We’ve seen lots of benchmarks telling that C/C++ is about 10x to 100x faster than Python. How can the benchmark and this post reconcile? For the 100x difference to be correct, the following statement must stand:

  • The Python version should do more than \(10^7\) loops per sec to compete with C/C++ version.

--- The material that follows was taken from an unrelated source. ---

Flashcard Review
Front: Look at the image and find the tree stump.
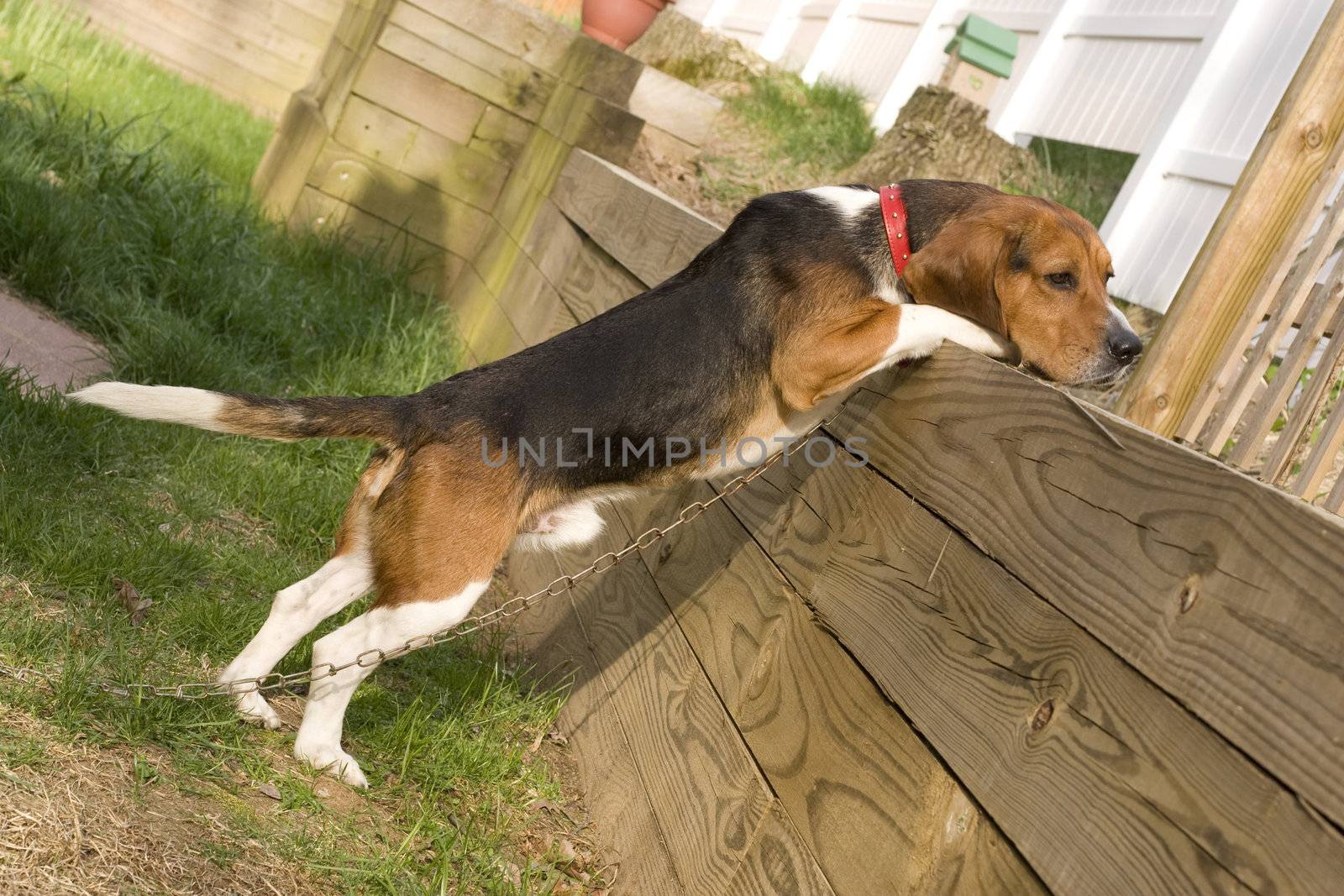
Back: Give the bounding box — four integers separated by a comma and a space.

This happens to most benchmarks, but not to many real-world applications. The benchmarks are undoubtedly “correct”, but they typically are loop-intensive as they intend to accomplish something meaningful in a handful of code with minimal dependency. They also have a preference for numerical operations, because it’s basic and prevailing, but this is Python’s exact weak point. In real world applications, programs tend to call lots of lib functions and few will do more than \(10^7\) loops per sec. When the majority of time is spent on lib function instead of arithmetic operation, Python’s outstanding lib is able to provide us many surprises.

Conclusion

In conclusion: Only Python code that do more than \(10^7\) loops per sec has the potential for 10x-100x speedup with C/C++ extension. The code I wished to improve generally has \(10^5\) to \(10^6\) loops per sec. In each loop, a significant number of Python functions are called. In this case, the room for further performance optimization is really small, as Python libs are very well tuned. If these Python libs are replaced with C/C++ lib, the speed might even become slower. There are exceptions, of course. For example, an array of 64-bit int is better than a list of Python int in many ways. But care must be taken when trying to do such optimizations.